Idaho Attorney General Raul Labrador echoed McCuskey’s statement.

“Today’s decision is a victory for common sense, fairness and for the countless girls and women who pursue athletics. Idaho led the nation in becoming the first state to protect women’s sports, and I have never hesitated to defend this law,” Labrador said.

“The Supreme Court has now confirmed that states can preserve fair competition and protect the opportunities that generations of women have fought for. Every parent can rest assured that our law protects their daughters competing in Idaho.”

West Virginia’s “Save Women’s Sports Act” and Idaho’s “Fairness in Women’s Sports Act” were at the center of a bitter legal battle.

These state laws have been blocked in recent years after trans athletes in West Virginia and Idaho successfully filed lawsuits challenging them. After years of failing to win the appeals court, the Supreme Court agreed to hear both cases last July. Now, after oral arguments in January, the laws will be protected.

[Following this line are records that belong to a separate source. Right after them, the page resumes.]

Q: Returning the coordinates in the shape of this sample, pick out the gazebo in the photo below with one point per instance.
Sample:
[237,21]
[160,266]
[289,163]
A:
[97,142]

These decisions mark a massive victory for Save Women’s Sports advocates and conservative lawmakers who have passed national legislation on the issue. The ruling validates and protects 27 other state laws passed in recent years to ban biological males from playing women’s sports.

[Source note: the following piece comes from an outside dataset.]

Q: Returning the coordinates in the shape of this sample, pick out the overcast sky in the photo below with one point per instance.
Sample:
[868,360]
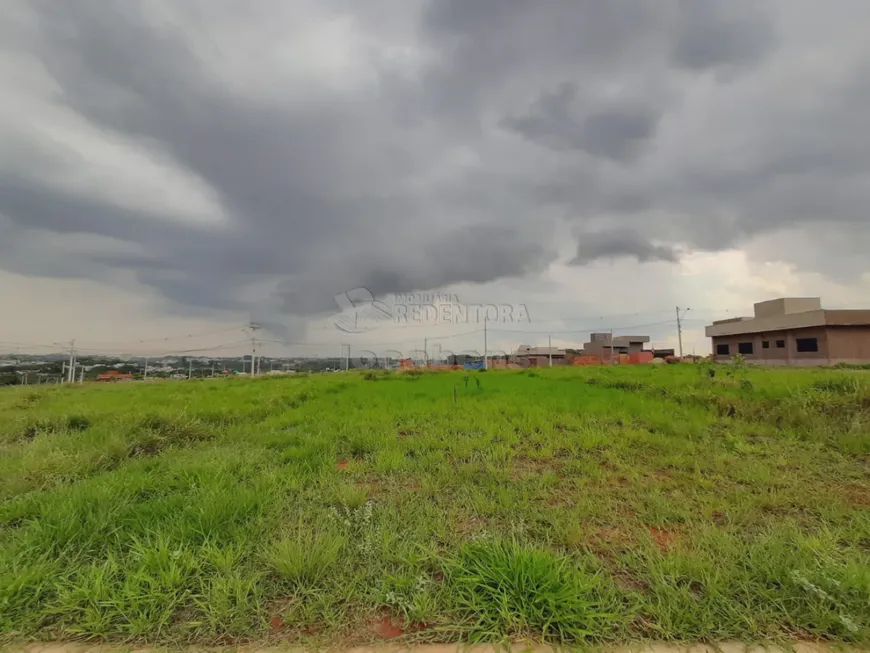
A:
[173,170]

The transgender plaintiffs were Lindsay Hecox, a transgender athlete who sought to run women’s track and field and cross country at Boise State University, and Becky Pepper-Jackson, a young transgender athlete from West Virginia, who sued the state while she was in college in 2021, before recently winning a state championship in women’s track and field in the shot put in May.

During oral arguments, lawyers for the two trans athletes had some questionable moments.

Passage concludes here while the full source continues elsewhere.